Laughing If it's not so hard, why not just fix the problem yourself??

I don't speak or have any dealings with any unicode based language, like almost all the other users here, hence the lack of replies! While this is international support the majority of our users have little/no need to worry about multibyte encoding.

Also, your first post is very confusing to read, I remember reading your post about 3 times and I still didn't fully understand what you were trying to ask. I'd recommend keeping your posts as short as possible, as the layout and the way you've tried to explain things doesn't make easy reading.

All I can suggest is to make sure php is compiled with the mb_string addon. Aside from that you're just going to have to wait until someone that has knowledge of unicode assists, or try to do something further yourself.

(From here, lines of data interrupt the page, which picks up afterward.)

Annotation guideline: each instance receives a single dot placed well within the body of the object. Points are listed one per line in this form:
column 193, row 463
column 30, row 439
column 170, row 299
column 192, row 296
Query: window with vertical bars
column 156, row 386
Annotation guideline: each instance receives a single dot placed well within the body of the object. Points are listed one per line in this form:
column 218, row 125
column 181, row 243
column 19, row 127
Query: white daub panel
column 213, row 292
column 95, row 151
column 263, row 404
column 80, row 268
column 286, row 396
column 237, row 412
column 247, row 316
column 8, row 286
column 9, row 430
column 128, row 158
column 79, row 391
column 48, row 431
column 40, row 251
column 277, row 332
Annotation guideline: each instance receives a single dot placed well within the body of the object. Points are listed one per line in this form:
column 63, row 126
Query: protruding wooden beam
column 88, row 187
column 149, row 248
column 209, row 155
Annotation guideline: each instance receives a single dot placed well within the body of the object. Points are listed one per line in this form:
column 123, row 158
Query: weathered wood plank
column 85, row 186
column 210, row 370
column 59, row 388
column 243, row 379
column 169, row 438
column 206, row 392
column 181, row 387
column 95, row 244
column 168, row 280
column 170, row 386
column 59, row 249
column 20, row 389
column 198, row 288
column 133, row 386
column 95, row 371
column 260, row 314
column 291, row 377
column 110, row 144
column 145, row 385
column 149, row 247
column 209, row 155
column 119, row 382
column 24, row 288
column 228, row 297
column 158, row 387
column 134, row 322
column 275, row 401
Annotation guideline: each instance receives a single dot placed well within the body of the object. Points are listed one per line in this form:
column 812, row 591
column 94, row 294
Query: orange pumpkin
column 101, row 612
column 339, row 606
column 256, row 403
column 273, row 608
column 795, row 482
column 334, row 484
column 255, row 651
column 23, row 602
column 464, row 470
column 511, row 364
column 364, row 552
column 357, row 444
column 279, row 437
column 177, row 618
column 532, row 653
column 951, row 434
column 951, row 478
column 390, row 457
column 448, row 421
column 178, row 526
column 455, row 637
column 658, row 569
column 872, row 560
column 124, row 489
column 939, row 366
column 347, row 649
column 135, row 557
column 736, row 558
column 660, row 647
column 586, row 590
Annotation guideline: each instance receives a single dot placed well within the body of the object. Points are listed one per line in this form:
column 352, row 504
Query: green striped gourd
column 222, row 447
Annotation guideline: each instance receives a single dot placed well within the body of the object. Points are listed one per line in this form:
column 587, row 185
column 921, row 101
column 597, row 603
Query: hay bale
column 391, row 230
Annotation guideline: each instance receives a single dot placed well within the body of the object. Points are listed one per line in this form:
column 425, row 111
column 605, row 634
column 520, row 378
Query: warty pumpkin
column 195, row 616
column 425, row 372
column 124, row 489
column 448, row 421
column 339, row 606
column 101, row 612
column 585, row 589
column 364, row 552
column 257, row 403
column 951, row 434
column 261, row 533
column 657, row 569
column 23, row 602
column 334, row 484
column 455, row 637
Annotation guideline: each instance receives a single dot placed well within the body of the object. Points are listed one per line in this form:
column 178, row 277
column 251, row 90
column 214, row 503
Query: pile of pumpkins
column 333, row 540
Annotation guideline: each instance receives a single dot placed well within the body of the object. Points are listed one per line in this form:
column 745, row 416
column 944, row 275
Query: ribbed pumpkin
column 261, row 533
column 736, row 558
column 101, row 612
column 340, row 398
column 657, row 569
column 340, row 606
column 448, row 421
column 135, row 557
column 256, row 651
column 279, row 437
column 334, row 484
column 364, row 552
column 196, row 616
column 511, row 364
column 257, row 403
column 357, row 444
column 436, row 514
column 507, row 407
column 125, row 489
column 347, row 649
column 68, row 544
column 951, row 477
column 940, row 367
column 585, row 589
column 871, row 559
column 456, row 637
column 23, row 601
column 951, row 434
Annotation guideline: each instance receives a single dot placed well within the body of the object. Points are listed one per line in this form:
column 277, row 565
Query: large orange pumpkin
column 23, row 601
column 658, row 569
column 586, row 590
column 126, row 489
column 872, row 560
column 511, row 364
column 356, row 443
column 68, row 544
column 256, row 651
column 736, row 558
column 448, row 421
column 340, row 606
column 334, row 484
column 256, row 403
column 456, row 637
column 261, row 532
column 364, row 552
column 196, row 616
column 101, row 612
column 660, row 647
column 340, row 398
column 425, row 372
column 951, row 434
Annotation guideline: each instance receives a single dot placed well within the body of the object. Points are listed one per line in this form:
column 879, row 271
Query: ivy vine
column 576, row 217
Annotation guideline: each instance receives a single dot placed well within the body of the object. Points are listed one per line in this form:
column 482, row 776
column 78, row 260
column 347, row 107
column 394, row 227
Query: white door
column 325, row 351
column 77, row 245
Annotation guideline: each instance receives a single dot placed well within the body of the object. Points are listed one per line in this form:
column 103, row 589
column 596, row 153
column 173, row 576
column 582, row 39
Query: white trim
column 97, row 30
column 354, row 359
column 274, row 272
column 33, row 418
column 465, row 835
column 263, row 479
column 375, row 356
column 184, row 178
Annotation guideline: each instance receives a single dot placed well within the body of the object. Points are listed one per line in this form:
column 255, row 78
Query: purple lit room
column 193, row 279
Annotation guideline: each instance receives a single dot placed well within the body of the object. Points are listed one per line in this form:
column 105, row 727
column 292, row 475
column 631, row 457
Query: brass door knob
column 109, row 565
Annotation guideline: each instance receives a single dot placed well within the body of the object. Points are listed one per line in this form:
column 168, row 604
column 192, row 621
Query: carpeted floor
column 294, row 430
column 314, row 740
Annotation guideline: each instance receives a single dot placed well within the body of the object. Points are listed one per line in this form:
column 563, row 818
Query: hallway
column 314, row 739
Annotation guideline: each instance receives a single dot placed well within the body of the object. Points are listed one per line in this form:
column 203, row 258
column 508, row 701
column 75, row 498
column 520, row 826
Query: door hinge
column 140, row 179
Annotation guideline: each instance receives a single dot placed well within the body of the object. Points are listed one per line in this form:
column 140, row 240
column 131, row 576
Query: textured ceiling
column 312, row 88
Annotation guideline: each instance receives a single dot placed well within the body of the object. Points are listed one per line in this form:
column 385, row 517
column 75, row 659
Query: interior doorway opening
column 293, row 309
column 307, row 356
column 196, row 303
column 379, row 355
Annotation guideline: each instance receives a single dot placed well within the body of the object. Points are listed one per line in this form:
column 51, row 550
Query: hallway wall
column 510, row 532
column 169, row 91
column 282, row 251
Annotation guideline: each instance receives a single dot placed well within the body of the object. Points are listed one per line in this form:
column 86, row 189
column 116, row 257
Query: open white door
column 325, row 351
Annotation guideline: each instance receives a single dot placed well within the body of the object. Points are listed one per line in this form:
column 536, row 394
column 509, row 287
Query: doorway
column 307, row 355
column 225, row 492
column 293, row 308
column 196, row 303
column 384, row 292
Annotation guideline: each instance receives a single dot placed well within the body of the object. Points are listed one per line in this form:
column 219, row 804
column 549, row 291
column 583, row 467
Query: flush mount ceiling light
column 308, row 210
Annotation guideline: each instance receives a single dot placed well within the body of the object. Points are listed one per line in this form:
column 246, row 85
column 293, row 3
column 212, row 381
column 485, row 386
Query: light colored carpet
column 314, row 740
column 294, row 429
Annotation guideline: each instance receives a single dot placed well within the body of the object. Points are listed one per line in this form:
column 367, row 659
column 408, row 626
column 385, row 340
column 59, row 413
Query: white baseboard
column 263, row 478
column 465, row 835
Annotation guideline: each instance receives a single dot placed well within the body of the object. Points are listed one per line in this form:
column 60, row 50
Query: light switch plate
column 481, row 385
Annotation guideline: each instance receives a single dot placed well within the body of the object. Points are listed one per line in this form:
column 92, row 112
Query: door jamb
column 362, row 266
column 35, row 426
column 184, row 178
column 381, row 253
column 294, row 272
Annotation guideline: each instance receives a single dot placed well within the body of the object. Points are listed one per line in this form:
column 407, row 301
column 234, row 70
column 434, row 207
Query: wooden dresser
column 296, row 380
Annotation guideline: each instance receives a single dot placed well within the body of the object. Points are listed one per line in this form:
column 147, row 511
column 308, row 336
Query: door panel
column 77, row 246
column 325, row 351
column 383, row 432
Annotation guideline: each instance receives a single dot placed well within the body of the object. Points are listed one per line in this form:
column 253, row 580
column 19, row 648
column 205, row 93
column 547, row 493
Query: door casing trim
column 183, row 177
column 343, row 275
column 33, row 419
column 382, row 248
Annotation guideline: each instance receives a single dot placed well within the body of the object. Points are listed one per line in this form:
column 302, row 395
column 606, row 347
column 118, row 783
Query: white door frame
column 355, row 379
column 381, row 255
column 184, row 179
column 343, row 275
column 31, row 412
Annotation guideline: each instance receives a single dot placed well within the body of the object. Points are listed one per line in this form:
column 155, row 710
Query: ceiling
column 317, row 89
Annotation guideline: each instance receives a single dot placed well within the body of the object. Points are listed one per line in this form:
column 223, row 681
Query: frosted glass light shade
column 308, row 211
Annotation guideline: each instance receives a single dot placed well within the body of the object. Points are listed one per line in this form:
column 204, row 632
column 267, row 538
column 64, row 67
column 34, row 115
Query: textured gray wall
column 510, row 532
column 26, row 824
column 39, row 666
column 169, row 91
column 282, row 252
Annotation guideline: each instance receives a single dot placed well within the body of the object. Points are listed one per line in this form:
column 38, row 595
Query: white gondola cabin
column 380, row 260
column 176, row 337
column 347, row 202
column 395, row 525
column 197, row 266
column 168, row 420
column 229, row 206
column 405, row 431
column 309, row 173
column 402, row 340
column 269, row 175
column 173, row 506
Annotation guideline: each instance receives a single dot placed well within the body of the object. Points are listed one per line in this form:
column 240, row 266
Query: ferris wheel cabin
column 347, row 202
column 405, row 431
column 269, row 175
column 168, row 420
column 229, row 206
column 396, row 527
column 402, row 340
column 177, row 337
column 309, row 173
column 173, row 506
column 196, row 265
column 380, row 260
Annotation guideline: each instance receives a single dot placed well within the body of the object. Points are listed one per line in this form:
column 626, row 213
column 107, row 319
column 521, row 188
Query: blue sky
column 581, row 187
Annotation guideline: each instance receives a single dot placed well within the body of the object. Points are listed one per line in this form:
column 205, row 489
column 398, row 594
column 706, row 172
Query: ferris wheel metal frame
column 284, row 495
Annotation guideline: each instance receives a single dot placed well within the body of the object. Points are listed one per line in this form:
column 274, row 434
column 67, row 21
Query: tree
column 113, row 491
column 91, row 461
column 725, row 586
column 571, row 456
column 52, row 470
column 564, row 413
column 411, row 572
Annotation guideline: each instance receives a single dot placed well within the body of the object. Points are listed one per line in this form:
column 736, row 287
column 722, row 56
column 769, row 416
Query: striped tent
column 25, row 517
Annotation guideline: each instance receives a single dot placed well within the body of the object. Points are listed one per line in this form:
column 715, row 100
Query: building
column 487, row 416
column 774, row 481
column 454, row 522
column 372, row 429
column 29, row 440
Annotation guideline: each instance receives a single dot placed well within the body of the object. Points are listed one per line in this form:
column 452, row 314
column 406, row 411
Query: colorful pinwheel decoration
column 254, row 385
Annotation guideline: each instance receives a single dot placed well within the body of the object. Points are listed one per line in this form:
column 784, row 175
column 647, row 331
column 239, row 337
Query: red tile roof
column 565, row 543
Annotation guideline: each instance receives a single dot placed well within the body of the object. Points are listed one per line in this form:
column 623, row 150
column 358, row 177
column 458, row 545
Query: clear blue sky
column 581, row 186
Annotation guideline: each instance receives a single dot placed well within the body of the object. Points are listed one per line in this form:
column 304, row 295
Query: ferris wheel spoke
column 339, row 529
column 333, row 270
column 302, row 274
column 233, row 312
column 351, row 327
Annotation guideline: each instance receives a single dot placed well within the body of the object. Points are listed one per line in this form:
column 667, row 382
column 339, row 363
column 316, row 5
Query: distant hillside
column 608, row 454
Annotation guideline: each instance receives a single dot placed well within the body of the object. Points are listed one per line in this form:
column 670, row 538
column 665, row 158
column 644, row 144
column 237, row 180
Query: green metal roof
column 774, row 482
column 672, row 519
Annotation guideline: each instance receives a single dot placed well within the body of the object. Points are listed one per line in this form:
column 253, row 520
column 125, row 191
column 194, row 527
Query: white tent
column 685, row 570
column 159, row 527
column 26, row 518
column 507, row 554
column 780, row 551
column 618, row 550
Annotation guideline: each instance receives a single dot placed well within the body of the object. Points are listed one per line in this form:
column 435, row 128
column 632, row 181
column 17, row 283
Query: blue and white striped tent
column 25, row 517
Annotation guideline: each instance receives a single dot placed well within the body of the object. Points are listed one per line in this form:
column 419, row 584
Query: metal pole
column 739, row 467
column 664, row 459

We have a few Japanese/Chinese users that use UTF-8 encoding without any problems, so I don't think the problem lies with MDPro anyway. If you want to install another CMS, go for it.

_________________
Retired from official MAXdev duties
View user's profile
Wiseman
MD user level 5
MD user level 5


Joined: Mar 15, 2005
Posts: 103
Location: Spain
bannato
Post  Posted: July 06, 2006 - 12:09 AM Reply with quote Back to top

M4ri000,

The Unicode/Universal Character Set is indeed the best choice (not just for websites but for everything; other character sets are obsolete). Unicode supports any written language known to man, as well as a wide set of useful characters, and supersets every existing character set. Out of the Unicode Transformation Formats, UTF-8 will work best with PHP, MySQL and MDPro, and it's optimal for European languages (but still good for Asian languages).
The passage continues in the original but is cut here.